Over the Fourth of July weekend, the REvil ransomware gang exploited a vulnerability in Kaseya VSA, a remote management tool used by managed service providers, to deploy ransomware to approximately 1,500 businesses simultaneously. Swedish grocery chain Coop had to close 800 stores because their point-of-sale systems were encrypted.

This is exactly the MSP supply chain attack we warned about in August 2019. The scale is staggering.

How It Worked

  1. REvil discovered a zero-day vulnerability in Kaseya VSA's on-premise servers
  2. They exploited it to push a malicious "update" through the VSA management console
  3. The update deployed ransomware to every endpoint managed by the compromised VSA servers
  4. Approximately 60 MSPs were directly compromised
  5. Through those MSPs, up to 1,500 downstream businesses were hit
  6. REvil demanded $70 million for a universal decryption key

The attack was timed for the Fourth of July weekend when IT staff would be unavailable. Deliberate. Calculated.
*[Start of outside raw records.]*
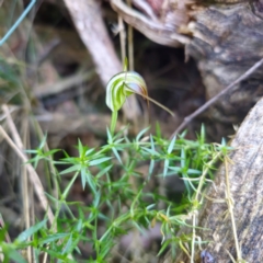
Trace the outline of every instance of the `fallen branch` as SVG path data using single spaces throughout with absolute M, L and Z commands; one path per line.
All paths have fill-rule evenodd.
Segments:
M 201 106 L 198 110 L 186 116 L 183 121 L 183 123 L 175 129 L 175 132 L 171 135 L 170 138 L 173 138 L 176 134 L 179 134 L 183 128 L 186 127 L 188 123 L 191 123 L 196 116 L 198 116 L 201 113 L 203 113 L 205 110 L 207 110 L 209 106 L 211 106 L 220 96 L 227 94 L 235 85 L 240 83 L 242 80 L 250 77 L 258 68 L 260 68 L 263 65 L 263 58 L 259 60 L 256 64 L 254 64 L 249 70 L 247 70 L 243 75 L 241 75 L 237 80 L 235 80 L 231 84 L 226 87 L 222 91 L 220 91 L 217 95 L 211 98 L 208 102 L 206 102 L 203 106 Z

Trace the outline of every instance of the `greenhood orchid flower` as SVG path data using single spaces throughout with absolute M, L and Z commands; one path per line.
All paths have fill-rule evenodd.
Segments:
M 117 112 L 121 110 L 126 99 L 134 93 L 141 95 L 147 100 L 148 108 L 149 101 L 151 101 L 173 116 L 173 113 L 169 108 L 148 96 L 147 85 L 144 78 L 135 71 L 127 71 L 126 65 L 124 71 L 113 76 L 106 87 L 106 104 L 113 112 L 111 124 L 112 134 L 116 126 Z

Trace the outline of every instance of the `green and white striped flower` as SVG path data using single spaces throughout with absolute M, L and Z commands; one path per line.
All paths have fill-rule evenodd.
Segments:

Devastating.

The Supply Chain Multiplication Effect

This attack perfectly demonstrates why MSP-targeted attacks are so efficient for attackers:

  • One vulnerability in one product
  • Compromised 60 MSPs
  • Which managed 1,500 businesses
  • Across multiple countries
  • In a single weekend

Traditional ransomware hits one business at a time. Supply chain ransomware hits thousands.

What Your Practice Should Do

If You Use Kaseya VSA

Your MSP should have already taken Kaseya VSA offline per Kaseya's emergency instructions. Verify this. Do not reconnect until Kaseya releases and your MSP applies the patch.

Regardless of What Tools You Use

  1. Ask your MSP what tools they use. Kaseya VSA, ConnectWise Automate, Datto RMM, NinjaRMM. Know what's managing your systems.
  2. Maintain independent backups. Your MSP-managed backup may be compromised in an MSP attack. Have at least one backup that's completely independent of your MSP's infrastructure.
  3. Review your MSP agreement. What is their liability if their systems are compromised and your data is lost? What is their incident response obligation?
  4. Ask about their security practices. How do they secure their management tools? Do they use 2FA? Do they segment client access? Do they monitor for anomalies?

We wrote about MSP supply chain attacks in 2019. We wrote about SolarWinds in 2020. Kaseya in 2021. The pattern is clear and accelerating. Your IT provider's security is your security. Verify it.